# More Homepage Updates!



## Scott Greczkowski (Mar 21, 2002)

Thanks to your comments and suggestions I have gone ahead and made a few changes to our HOME PAGE

First thing I added was the FORUM JUMP, which allows you to jump to specific forums directly from the home page. This forum jump is slightly different then the one used throughout the board as it is hard coded, meaning it does not pull the the forums list from the database. I did this to keep our homepage fast and to conserve resources on our server.

While I have gone through and tested everything, you might notice something strange that I did not, so if you see anything strange please let me know. 

The second thing added was a link to the DBSTalk.COM Weather Forecast this will allow you to check your current conditions plus see the next 5 days forecasts as well.

We build DBSTalk.COM / Satellite Talk.COM for YOU, so thank you for all your comments and suggestions! We hope you enjoy these two additions.


----------



## Nick (Apr 23, 2002)

Thank you, thank you. It's like Chanukka, Kwanzaa and Colonoscopy Day all rolled up into one!


----------



## Mark Holtz (Mar 23, 2002)

I'm sure that I speak for many DBS Talkers when I say keep up the good work.


----------



## tampa8 (Mar 30, 2002)

All the work is greatly appreciated.


----------



## TNGTony (Mar 23, 2002)

Thanks Scott. Looks great so far!

See ya
Tony


----------



## platinum (Oct 28, 2002)

I really like the new look...plus i like how fast the page loads.


----------



## BobaBird (Mar 31, 2002)

Nice having the forum jump.

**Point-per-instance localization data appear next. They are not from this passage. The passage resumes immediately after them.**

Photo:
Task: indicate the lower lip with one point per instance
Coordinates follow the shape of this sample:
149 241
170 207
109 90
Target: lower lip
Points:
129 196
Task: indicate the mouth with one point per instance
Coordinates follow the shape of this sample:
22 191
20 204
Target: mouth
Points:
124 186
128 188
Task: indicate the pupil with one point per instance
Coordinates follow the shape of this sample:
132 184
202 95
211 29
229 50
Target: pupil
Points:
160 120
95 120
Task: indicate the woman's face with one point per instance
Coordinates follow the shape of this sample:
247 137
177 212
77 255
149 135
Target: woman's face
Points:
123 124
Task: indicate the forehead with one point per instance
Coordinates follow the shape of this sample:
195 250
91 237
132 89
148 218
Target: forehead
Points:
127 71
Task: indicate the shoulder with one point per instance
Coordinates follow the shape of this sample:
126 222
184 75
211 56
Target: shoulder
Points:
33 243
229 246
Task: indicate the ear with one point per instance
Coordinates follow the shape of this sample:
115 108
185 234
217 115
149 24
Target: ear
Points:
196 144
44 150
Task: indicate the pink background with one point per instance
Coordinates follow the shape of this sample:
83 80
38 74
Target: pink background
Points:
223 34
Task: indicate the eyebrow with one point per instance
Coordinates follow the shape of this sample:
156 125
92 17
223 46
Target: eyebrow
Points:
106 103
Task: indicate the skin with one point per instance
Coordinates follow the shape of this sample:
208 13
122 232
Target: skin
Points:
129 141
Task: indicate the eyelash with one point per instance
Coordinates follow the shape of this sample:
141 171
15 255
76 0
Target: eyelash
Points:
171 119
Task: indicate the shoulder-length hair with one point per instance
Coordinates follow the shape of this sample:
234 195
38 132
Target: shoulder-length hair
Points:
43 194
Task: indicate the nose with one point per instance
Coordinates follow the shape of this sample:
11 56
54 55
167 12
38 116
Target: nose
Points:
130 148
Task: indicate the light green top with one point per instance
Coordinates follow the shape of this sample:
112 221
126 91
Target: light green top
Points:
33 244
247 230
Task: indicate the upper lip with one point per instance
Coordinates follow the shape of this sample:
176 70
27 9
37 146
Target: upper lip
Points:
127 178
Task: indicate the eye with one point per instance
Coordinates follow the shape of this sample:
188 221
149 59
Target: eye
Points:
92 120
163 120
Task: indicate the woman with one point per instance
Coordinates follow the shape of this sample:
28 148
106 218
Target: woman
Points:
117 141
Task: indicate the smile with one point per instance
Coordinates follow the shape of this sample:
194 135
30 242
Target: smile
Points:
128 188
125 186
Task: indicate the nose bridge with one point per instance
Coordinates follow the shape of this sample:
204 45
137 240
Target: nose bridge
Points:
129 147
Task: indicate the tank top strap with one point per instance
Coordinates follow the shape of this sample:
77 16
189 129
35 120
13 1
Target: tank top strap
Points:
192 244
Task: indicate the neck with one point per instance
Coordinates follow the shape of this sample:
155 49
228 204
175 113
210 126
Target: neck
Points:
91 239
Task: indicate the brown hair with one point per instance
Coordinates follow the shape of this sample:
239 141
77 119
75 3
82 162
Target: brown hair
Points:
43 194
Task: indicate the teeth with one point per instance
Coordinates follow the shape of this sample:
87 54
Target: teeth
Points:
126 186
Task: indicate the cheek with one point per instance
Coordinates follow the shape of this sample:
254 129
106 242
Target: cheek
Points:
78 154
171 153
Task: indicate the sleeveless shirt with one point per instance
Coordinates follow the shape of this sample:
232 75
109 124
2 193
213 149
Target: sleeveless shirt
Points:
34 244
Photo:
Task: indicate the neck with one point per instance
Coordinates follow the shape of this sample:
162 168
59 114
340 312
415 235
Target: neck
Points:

Could you set it so that when you click Go without having selected a forum it takes you to index.php instead of a "do over" screen? Like deer and headlights I keep getting drawn to the Go button instead of the link next to it.


----------



## Scott Greczkowski (Mar 21, 2002)

Boba,

Your wish is my command.

It now works like that due to your request.


----------



## BobaBird (Mar 31, 2002)

Thanks, now it's simple enough even for me!  

BTW, just to head off any possible confusion, Boba is a regular guest contributor.


----------



## BobaBird (Mar 31, 2002)

The home page forum jump for Programming and TV Talk instead took me to DBS & A/V Polling Area.


----------



## Scott Greczkowski (Mar 21, 2002)

BobaBird, all fixed!

Thanks!


----------